Glossary
Prompt Win Rate
Binary per prompt: did we satisfy the rule (win) or not?
Complements LLM-Score by highlighting which intents still fail.
Definition
Prompt Win Rate counts how many prompts in a fixed prompt pack pass a clear success criterion after models answer. The criterion can be “brand mentioned correctly”, “no hallucinated price”, “included in top-3 alternatives”, etc. Unlike a blended 0–100 score, win rate is easy to explain to stakeholders: “we won 37 of 50 category prompts this week.”
How it's computed
For each prompt × model pair, run the answer through automated checks (regex + NER + classifier) and optional human review for edge cases. Win rate = wins ÷ eligible prompts. Eligibility rules exclude prompts that are out-of-scope or blocked by safety filters so the denominator stays meaningful.
How it works in practice
How teams use it
- Sprint retros — compare win rate before/after publishing new FAQ blocks.
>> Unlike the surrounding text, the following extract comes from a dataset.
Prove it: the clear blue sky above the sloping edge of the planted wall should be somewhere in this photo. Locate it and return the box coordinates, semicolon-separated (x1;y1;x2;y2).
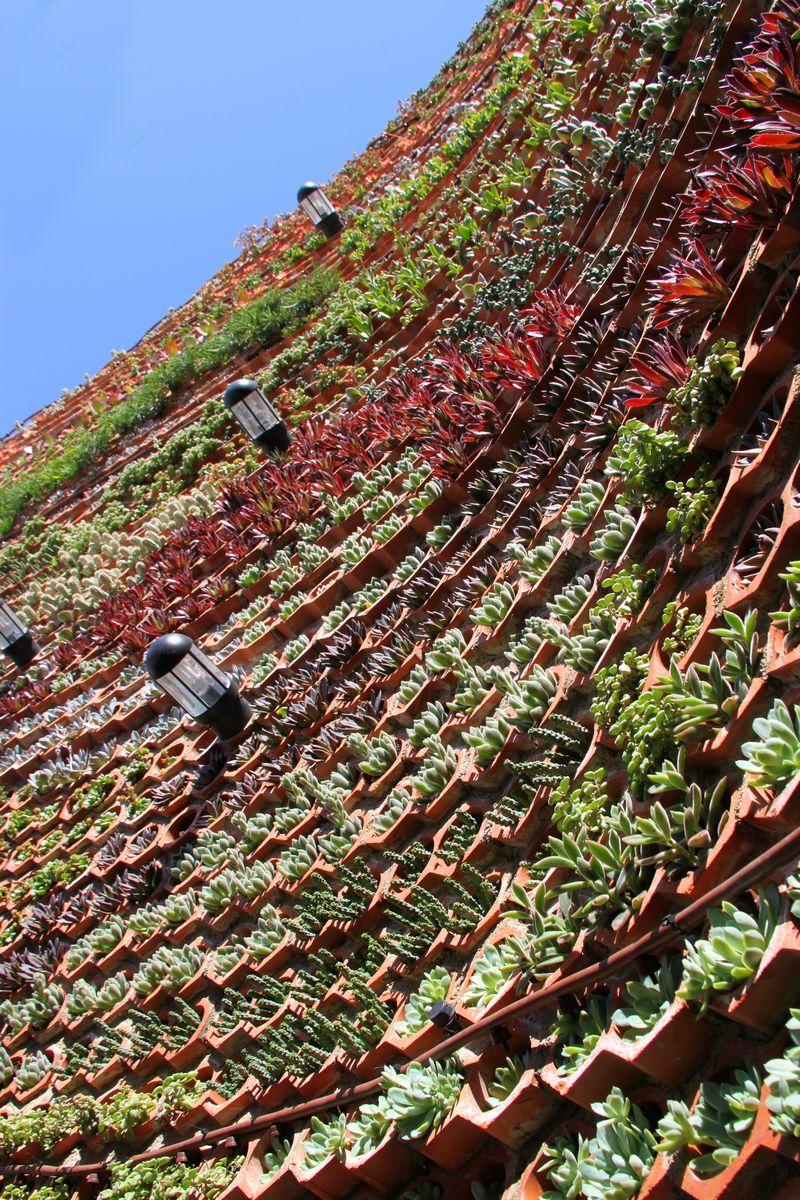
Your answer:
0;0;485;434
- Model triage — if ChatGPT wins but YandexGPT fails, invest in regional sources.
- Pair with fanout — compute win rate across fanout queries to ensure wins are not fragile wording luck.
How to read it
A high win rate with toxic sentiment still needs content fixes — always read the underlying quotes next to the percentage.
When to use
- When leadership wants a KPI simpler than LLM-Score.
- When you track compliance-style prompts (claims, medical, finance).
- When agencies report weekly progress on a fixed test deck.